Анализируя аргументы различных хирургических школ «за» и «против» применения методики НИИ, В.П. Земляной и соавт. [14] справедливо считают, что полный и категорический отказ от декомпрессии кишечника с применением методики НИИ, является преждевременным. Авторы постулируют, что применение данной методики должно быть обосновано с учетом взвешенного подхода к конкретной клинической ситуации и строгих показаний к НИИ, а также результативности других методов декомпрессии.
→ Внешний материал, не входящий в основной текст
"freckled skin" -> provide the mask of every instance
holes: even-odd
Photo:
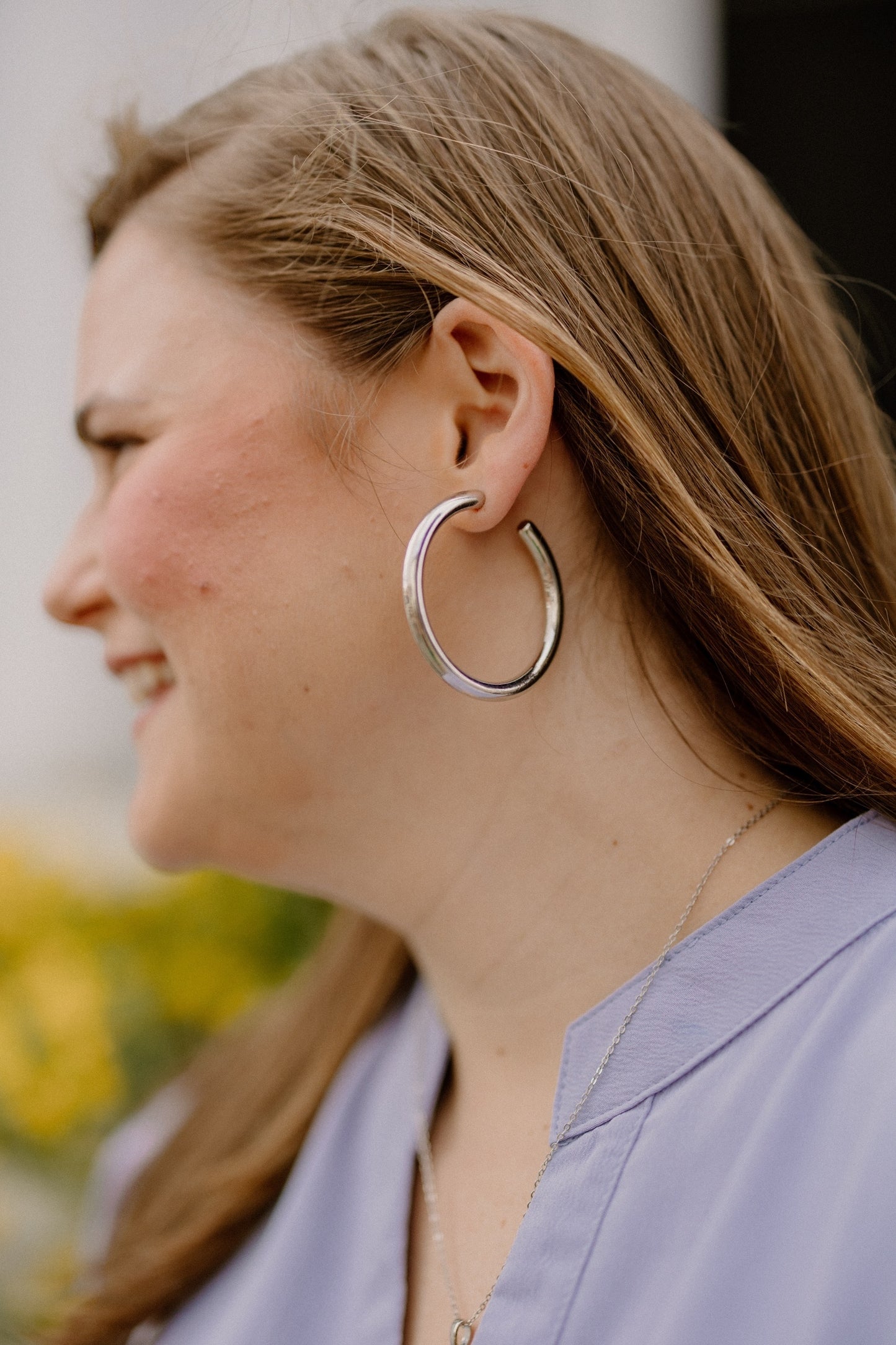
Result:
[[[340,467],[333,377],[306,335],[137,208],[85,308],[77,398],[94,404],[95,491],[47,605],[95,628],[113,662],[173,670],[137,732],[130,827],[146,858],[321,892],[407,940],[453,1042],[433,1143],[474,1303],[547,1149],[566,1025],[657,955],[774,781],[717,733],[649,623],[641,675],[637,607],[552,425],[544,351],[453,300],[382,387],[352,387]],[[116,453],[95,447],[107,440]],[[557,658],[498,705],[445,686],[402,609],[407,538],[467,490],[485,503],[441,530],[426,573],[461,667],[505,679],[540,647],[523,519],[564,582]],[[783,804],[713,874],[699,917],[834,824]],[[419,1190],[410,1232],[404,1341],[430,1345],[447,1322]]]
[[[99,432],[142,443],[116,460],[97,455],[94,500],[51,590],[86,568],[105,594],[90,624],[117,650],[160,647],[173,667],[176,686],[140,733],[132,804],[132,835],[160,866],[357,892],[402,810],[422,816],[427,757],[446,741],[457,756],[467,733],[451,725],[400,601],[407,537],[458,488],[415,455],[435,445],[454,467],[454,413],[411,367],[360,422],[364,471],[344,471],[320,441],[330,405],[320,387],[332,377],[293,323],[138,218],[94,269],[78,402],[99,398]],[[458,537],[459,553],[439,539],[430,572],[441,629],[481,675],[513,674],[543,621],[514,523],[476,551]],[[494,621],[486,612],[465,654],[484,576]],[[54,601],[73,619],[70,599]],[[497,674],[482,662],[496,656]],[[340,872],[333,855],[347,854],[349,831],[355,859]]]

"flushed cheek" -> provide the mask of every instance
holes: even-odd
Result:
[[[226,448],[227,445],[224,445]],[[164,620],[247,580],[269,537],[282,483],[265,480],[249,447],[153,444],[116,484],[103,537],[113,596]]]

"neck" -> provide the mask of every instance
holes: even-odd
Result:
[[[570,687],[578,713],[527,734],[480,799],[488,824],[416,905],[403,933],[451,1038],[453,1107],[516,1099],[547,1130],[568,1024],[654,960],[720,845],[775,796],[676,694],[684,736],[646,686],[587,721],[588,690]],[[725,853],[682,936],[838,820],[779,806]]]

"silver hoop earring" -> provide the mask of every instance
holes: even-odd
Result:
[[[481,508],[484,503],[485,495],[481,491],[470,491],[467,495],[453,495],[450,499],[437,504],[434,510],[430,510],[407,543],[402,574],[402,593],[411,635],[416,640],[420,654],[435,668],[438,675],[449,686],[453,686],[455,691],[463,691],[466,695],[474,695],[482,701],[505,701],[508,697],[519,695],[520,691],[528,691],[531,686],[535,686],[539,678],[547,671],[560,643],[563,588],[560,586],[560,576],[551,549],[535,523],[529,523],[527,519],[525,523],[520,523],[517,531],[525,542],[541,578],[547,619],[541,652],[523,677],[516,678],[513,682],[480,682],[477,678],[462,672],[437,640],[426,612],[426,603],[423,601],[423,564],[426,553],[430,549],[430,542],[442,523],[453,518],[454,514],[459,514],[465,508]]]

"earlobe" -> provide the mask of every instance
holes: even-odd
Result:
[[[528,338],[466,299],[454,299],[433,324],[434,340],[459,370],[455,405],[458,491],[485,503],[454,526],[480,533],[513,510],[551,436],[553,362]]]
Таким образом, анализ данных литературы позволяет считать, что возможно в обозримой перспективе с внедрением альтернативных способов декомпрессии кишечника (или без них) НИИ будет полностью оставлена, поскольку любая однажды разработанная методика, какой рациональной и эффективной она ни была бы, рано или поздно исчерпает себя как канон и потребует переосмысления, новых подходов. Но сегодня безоговорочно согласиться с мнениями зарубежных хирургов и слепо перенять их позицию было бы не совсем разумно, поскольку представленные аргументы, дискредитирующие НИИ, а также мотивы отказа от методики, недостаточно обоснованы и мало убедительны. В настоящее время невозможно полностью исключить случаи, которые потенциально могли бы потребовать выполнения НИИ. В то же время, несмотря на то что Болонский консенсус по лечению спаечной кишечной непроходимости указывает на отсутствие достоверных преимуществ методики НИИ перед обычной назогастральной декомпрессией, в рекомендациях консенсуса нет конкретного решения об исключении методики НИИ из арсенала лечения ОКН. Следовательно, проблема применении НИИ с точки зрения доказательной медицины остается открытой [49].
Противоречивость взглядов на перспективу НИИ и полярность мнений о целесообразности дальнейшего применения методики дают основание считать, что окончательное решение является прерогативой мирового медицинского сообщества. Поэтому нам представляется, что дифференцированый и взвешенный подход к применению методики НИИ по строгим показаниям является более правомерным, чем категоричный отказ от нее.
Авторы заявляют об отсутствии конфликта интересов.
The authors declare no conflicts of interest.